Dr. Carl Ernst's research featured in the Montreal Gazette
Rare genetic mutation linked to psychiatric illnesses, obesity
B Charlie Fidelman, GAZETTE Health Reporter October 8, 2012
MONTREAL — Grounding chronic illnesses and mental disorders in human DNA is like trying to tease out a giant riddle that’s complicated by the intricate relationship between biology and behaviour.
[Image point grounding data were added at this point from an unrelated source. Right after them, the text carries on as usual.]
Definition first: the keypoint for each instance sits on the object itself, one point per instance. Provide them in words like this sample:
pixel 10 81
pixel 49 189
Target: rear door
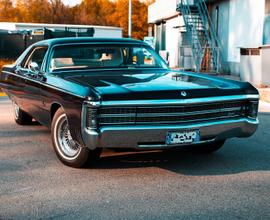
pixel 32 79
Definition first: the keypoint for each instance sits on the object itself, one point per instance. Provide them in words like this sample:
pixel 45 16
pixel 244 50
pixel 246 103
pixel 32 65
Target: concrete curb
pixel 265 94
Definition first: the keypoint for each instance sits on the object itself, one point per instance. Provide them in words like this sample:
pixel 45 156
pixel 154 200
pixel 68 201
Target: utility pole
pixel 130 19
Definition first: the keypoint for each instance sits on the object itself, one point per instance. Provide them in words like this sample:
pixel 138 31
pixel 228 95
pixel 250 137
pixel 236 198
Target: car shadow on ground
pixel 236 156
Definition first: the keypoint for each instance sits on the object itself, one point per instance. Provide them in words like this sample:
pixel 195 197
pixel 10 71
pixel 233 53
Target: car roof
pixel 71 40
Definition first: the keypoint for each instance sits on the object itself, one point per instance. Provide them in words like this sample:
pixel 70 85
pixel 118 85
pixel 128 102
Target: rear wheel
pixel 21 117
pixel 208 148
pixel 67 149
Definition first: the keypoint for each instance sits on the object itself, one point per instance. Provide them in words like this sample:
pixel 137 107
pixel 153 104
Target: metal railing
pixel 201 34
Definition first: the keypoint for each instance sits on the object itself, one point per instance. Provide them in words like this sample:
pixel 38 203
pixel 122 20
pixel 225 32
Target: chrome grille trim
pixel 179 101
pixel 170 114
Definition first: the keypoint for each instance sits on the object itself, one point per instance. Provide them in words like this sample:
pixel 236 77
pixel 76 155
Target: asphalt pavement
pixel 233 183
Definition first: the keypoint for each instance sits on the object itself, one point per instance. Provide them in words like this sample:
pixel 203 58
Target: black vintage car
pixel 115 93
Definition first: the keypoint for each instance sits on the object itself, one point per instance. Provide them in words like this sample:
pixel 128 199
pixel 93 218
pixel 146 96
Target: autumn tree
pixel 89 12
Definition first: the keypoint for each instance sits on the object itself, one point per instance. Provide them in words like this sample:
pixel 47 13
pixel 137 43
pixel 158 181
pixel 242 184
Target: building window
pixel 267 7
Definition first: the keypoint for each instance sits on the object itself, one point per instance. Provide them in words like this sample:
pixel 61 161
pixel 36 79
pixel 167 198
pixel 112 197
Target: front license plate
pixel 184 137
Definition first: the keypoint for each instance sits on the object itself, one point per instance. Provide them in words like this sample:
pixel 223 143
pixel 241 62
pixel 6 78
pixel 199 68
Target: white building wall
pixel 161 9
pixel 246 20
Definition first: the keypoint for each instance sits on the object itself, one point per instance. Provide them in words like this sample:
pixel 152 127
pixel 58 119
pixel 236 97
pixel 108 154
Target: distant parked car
pixel 104 93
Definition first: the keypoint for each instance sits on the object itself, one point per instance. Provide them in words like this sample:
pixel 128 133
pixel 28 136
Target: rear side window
pixel 37 56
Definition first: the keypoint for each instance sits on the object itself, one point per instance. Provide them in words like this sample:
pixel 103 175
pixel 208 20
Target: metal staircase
pixel 202 37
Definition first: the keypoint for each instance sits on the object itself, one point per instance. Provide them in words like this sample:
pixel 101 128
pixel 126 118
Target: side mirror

Hundreds of genes have been associated with psychiatric conditions, some erroneously, and they were not confirmed.
Now a high-level genetic analysis by an international team led by 鶹AV has made a key discovery linking a genetic mutation and psychiatric disease — plus a surprise connection to obesity.
“We were encouraged by the consistency of what we saw,” said Carl Ernst of 鶹AV’s department of psychiatry, faculty of medicine, who launched the study as a fellow while at Harvard Medical School in Boston.
“I will make the prediction now — if anyone ever screens a genome from any human being on planet Earth and they see a lesion, the genetic deletion that we found ... the patient they will see will be obese, and will have a psychiatric (illness).”
The mutation lies on chromosome 11 on a short section of the genome that plays a key role in brain plasticity and development. It encodes a nervous system growth factor called brain-derived neurotrophic factor (BDNF).
But before anyone blames a depression, anxiety or weight problem on his or her genes, it should be noted that the mutation is extremely rare.
Published online Monday in a top journal in psychiatry, the Archives of General Psychiatry, the study suggests early interventions in people with the mutation may improve symptoms and reduce public health costs associated with chronic illness.
Researchers compared 38,550 people referred for genetic testing at clinics in Canada, the United States and Europe with a control group of 28,705 people. About 30 researchers pooled their data, making it one of the largest genomic sequencing studies to date.
Results showed that none of the people in the control group had the mutation. Only five individuals in the screened group were found to have one copy of the BDNF gene missing along with a tiny section of genome, Ernst said, and everyone without the gene had the same issues with weight and behaviour.
“The probability of that happening by chance is basically nil,” said Ernst, a researcher at the Douglas Mental Health University Institute.
All five were obese, had intellectual impairments and mood disorders. In children, researchers noted major aggression, anxiety, attention deficit or hyper-activity and their weight gain increased with age.
The findings are supported by similar results in the literature on animal models where the gene was knocked out — rats and mice became obese, anxiety-prone and aggressive.
Scientists have already implicated BDNF in Rett Syndrome, a neurological developmental disorder, Alzheimer’s and Huntington disease as well as for its role in pain, obesity, mood disorders, learning and memory.
“What was unknown is, ‘what happens in humans if it’s not there?’ That’s what this study added,” Ernst said. However, the study, he cautioned, does not prove with 100 per cent certainty that the mutation is responsible for the disorders because a gene on either side of BDNF is also deleted in all the cases.
Despite the small number of patients with BDNF and disorders, the high-quality genetic information used by the 鶹AV group produced results that are quite significant, said Anthony Phillips, scientific director of the Canadian Institutes of Health Research’s Institute of Neurosciences, Mental Health and Addiction.
“It doesn’t tell us how BDNF is producing changes in brain anatomy or chemistry,” said Phillips, who was not involved in the study. “But it clearly indicates that when you see this gene abnormality occurring, that you have to pay attention to it.”
The finding could be used as biomarker for disorders that often appear in adolescence or young adulthood, Phillips said.
“If you could identify someone at an early stage so they might receive care during that vulnerable period, it might lessen the impact of this disease on their entire life.”